Wednesday, February 8, 2012

BAYARD Carriage clocks

When Albert Villon established his clock making shop in 1867 in St Nicholas D'Aliermont in northern France, he specialized in marine clocks and travel/carriage clocks.

During the next decades, the company changed names - from Duverdrey & Bloquel to Bayard and made many models of clocks -including traditional carriage clocks with solid brass cases and bevelled glass fronts, sides and backs and several models also had visible escapements.

In 1978 Bayard was taken over by Jaeger-Levallois from Switzerland.
In the 1980's (1982-83) they began reproducing some of the clocks that had originally been manufactured by the first Bayard company, including a line of 'mignonettes' - carriage clocks.

Bayard Migonette
Mignonettes (meaning small, sweet  i.e. mignon) are excellent, high-class reproductions of some of the carriage clocks made by Duverdrey & Bloquel at the beginning of the XIXth Century.
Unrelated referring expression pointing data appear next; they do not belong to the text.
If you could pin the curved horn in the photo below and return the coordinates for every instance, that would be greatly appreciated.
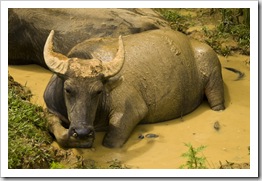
(113, 67)
(56, 62)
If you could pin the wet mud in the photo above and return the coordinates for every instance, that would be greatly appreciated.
(226, 134)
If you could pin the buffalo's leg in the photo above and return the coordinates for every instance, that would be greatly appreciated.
(215, 90)
(123, 120)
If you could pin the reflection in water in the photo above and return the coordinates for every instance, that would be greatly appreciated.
(229, 142)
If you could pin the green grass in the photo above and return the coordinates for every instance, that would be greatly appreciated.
(28, 138)
(193, 160)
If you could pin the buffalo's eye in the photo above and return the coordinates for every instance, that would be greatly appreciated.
(98, 92)
(68, 90)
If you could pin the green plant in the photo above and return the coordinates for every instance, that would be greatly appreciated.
(193, 160)
(56, 165)
(28, 138)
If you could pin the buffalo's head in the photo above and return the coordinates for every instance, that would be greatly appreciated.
(83, 87)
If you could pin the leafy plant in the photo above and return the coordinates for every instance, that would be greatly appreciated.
(193, 160)
(28, 138)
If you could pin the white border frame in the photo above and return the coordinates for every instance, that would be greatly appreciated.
(252, 172)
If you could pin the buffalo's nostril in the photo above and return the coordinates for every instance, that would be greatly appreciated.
(82, 133)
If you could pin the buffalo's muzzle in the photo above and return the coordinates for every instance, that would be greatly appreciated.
(81, 133)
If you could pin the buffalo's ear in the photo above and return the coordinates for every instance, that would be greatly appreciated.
(113, 82)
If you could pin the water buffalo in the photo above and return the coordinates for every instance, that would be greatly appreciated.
(29, 27)
(116, 84)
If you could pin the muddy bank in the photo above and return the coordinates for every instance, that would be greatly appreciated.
(230, 142)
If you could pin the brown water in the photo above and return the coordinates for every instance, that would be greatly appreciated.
(229, 143)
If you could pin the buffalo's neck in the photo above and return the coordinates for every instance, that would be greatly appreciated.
(102, 113)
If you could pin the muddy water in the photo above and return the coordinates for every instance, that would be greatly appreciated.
(230, 142)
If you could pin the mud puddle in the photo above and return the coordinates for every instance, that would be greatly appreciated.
(230, 142)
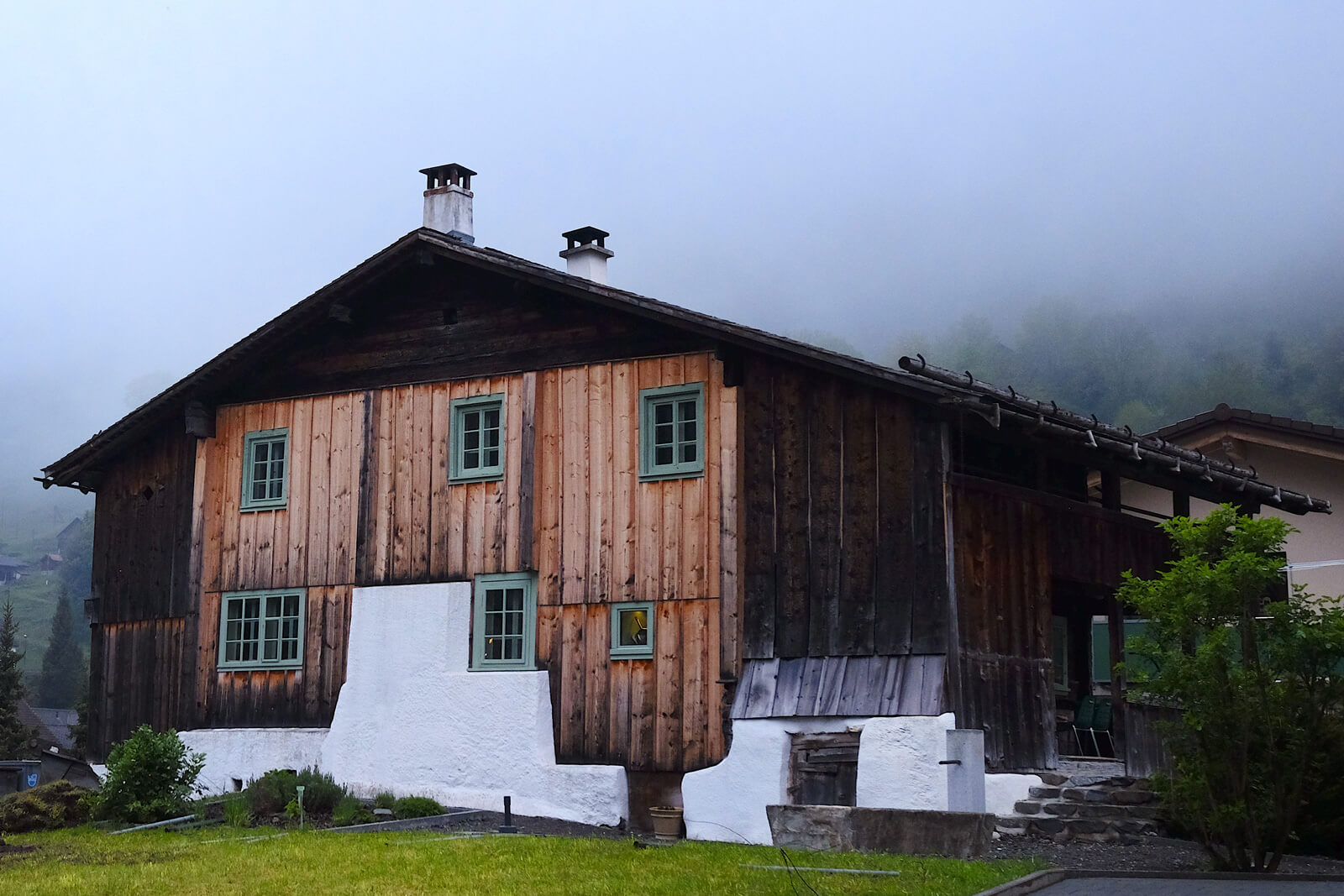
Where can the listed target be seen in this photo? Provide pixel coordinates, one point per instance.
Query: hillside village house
(468, 526)
(1310, 456)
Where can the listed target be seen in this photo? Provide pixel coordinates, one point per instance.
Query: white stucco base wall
(414, 720)
(898, 768)
(250, 752)
(1005, 789)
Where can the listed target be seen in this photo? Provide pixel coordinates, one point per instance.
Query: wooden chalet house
(454, 476)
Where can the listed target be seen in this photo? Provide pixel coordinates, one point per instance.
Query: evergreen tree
(13, 734)
(62, 664)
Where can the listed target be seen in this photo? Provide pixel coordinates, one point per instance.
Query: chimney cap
(452, 174)
(584, 235)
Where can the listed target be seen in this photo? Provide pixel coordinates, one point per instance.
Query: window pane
(635, 627)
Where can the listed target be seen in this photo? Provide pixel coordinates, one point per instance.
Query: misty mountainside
(37, 597)
(1149, 367)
They are still mechanical clocks (not quartz) and should not be confused with Bayard carriage clocks made in the XIXth or early XXth centuries.

A total of four different mignonette models were produced, some with Arabic numbers, other with Roman numerals. All have solid brass cases, bevelled  glass fronts, backs and sides  and an 8-day movement with an enamel dial.
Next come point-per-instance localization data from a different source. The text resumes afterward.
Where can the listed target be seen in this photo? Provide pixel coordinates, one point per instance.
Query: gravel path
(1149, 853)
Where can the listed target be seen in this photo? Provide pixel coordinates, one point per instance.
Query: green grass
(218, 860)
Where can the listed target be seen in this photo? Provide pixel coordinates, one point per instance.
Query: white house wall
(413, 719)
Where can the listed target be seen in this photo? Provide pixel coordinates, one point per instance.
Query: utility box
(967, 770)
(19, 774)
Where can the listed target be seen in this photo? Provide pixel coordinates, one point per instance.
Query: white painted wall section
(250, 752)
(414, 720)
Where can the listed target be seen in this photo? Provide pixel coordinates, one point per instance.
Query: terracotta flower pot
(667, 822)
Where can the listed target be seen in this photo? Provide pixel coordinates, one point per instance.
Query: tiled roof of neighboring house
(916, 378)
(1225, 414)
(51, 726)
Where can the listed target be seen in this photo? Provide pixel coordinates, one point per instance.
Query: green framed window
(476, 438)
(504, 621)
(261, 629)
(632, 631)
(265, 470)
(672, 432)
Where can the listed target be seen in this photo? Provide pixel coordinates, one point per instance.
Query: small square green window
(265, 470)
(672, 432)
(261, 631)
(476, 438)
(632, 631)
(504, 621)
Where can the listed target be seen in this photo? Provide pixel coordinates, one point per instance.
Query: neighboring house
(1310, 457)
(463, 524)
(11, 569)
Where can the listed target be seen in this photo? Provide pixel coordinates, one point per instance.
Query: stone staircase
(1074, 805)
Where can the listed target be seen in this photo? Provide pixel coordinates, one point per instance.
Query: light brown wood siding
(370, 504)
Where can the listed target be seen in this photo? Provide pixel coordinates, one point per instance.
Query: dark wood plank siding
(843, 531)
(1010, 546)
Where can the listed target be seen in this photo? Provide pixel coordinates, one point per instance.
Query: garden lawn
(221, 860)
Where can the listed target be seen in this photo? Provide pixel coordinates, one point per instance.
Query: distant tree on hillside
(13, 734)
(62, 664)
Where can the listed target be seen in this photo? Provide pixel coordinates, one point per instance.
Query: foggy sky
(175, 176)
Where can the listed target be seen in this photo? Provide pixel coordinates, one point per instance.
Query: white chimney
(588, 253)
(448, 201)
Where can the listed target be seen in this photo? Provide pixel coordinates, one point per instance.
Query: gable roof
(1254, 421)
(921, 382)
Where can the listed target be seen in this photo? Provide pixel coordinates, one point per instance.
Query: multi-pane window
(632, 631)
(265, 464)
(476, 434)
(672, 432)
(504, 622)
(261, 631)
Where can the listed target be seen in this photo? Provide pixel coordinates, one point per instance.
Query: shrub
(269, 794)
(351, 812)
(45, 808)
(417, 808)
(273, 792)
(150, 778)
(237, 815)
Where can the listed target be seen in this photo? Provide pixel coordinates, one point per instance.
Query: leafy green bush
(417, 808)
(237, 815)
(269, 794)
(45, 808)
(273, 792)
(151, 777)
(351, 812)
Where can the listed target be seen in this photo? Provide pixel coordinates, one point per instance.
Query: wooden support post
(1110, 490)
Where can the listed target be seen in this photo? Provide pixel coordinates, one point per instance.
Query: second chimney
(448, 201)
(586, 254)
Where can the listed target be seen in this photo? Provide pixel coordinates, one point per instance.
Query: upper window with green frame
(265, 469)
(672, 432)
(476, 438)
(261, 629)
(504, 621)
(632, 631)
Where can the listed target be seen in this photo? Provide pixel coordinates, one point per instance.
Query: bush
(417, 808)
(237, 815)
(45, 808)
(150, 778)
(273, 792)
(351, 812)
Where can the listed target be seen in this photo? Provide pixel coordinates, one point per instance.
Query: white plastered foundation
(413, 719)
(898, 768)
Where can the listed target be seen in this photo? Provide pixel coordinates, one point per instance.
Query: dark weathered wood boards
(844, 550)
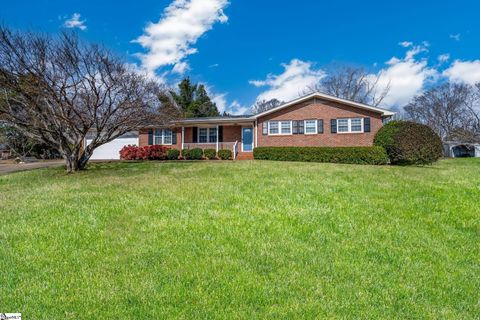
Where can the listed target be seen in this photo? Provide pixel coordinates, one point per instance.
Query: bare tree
(265, 105)
(354, 84)
(57, 90)
(449, 109)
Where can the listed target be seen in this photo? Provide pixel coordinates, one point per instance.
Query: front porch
(239, 138)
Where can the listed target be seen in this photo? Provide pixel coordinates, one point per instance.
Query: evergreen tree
(194, 101)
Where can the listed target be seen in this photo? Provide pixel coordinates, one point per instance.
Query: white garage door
(110, 151)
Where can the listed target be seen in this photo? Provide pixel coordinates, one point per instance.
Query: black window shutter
(220, 133)
(333, 125)
(366, 125)
(320, 126)
(301, 127)
(195, 134)
(150, 137)
(294, 127)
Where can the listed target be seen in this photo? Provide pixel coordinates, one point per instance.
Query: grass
(242, 240)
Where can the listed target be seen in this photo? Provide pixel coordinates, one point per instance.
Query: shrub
(355, 155)
(409, 143)
(210, 154)
(225, 154)
(143, 153)
(192, 154)
(173, 154)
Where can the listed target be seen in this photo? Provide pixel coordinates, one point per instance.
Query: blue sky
(246, 50)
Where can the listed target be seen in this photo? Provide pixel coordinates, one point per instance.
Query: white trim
(162, 137)
(349, 125)
(208, 135)
(305, 127)
(383, 112)
(183, 137)
(280, 133)
(246, 127)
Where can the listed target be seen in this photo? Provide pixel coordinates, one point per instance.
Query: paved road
(8, 167)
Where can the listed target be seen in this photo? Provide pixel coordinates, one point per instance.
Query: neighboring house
(313, 120)
(455, 149)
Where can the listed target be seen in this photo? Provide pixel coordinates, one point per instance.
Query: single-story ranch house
(313, 120)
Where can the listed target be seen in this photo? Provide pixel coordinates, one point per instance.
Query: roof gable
(323, 96)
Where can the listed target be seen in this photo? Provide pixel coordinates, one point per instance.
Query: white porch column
(217, 139)
(183, 137)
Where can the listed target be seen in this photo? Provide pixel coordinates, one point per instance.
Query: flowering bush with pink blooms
(143, 153)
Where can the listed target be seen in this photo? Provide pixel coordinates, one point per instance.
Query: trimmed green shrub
(173, 154)
(210, 154)
(225, 154)
(409, 143)
(355, 155)
(192, 154)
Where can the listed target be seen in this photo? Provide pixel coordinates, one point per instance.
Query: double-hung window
(273, 128)
(207, 135)
(350, 125)
(310, 126)
(163, 137)
(279, 127)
They measure 82 x 147 mm and weigh about 630 grams.

They are easily recognizable by the name 'Bayard' stamped on the dial below the 12 along with 8 day and Made in France.

Most of them were made and sold for export to the UK and the US.
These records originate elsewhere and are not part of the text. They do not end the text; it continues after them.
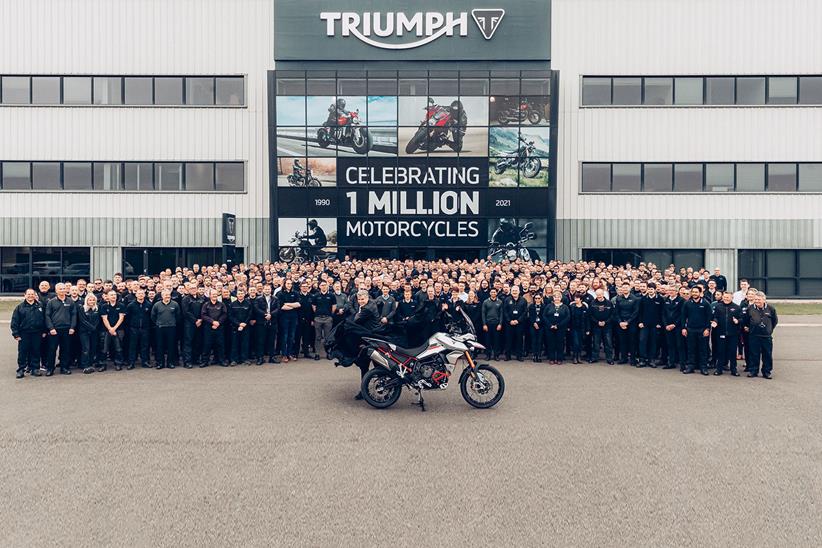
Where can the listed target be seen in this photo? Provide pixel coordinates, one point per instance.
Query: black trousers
(63, 341)
(192, 342)
(761, 350)
(138, 339)
(213, 342)
(88, 348)
(601, 336)
(166, 345)
(265, 338)
(697, 350)
(514, 339)
(28, 351)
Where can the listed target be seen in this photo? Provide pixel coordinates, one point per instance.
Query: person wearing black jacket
(579, 325)
(601, 312)
(650, 326)
(192, 306)
(672, 322)
(239, 317)
(536, 325)
(726, 323)
(514, 316)
(696, 327)
(214, 315)
(61, 321)
(27, 324)
(266, 308)
(138, 320)
(626, 312)
(556, 316)
(88, 329)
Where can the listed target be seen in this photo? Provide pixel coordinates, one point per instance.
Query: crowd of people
(273, 312)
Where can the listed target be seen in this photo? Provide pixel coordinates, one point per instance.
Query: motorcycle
(430, 366)
(521, 158)
(512, 251)
(303, 180)
(520, 113)
(299, 251)
(347, 132)
(440, 127)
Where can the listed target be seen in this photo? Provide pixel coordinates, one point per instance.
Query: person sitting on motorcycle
(336, 111)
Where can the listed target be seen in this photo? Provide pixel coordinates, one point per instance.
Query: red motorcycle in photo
(443, 125)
Another indication that it is a 'mignonette' is that the back plate of the clock has "7 seven (or 9 nine) jewels/unadjusted/Duverdrey & Bloquel/France/ and a series number engraved on it.

They are becoming more and more collectable since their production ceased thirty years ago and their mechanical movement is of the same high quality as the original Bayard carriage clocks. The 'mignonette' model with Arabic numbers is the rarest of the four models.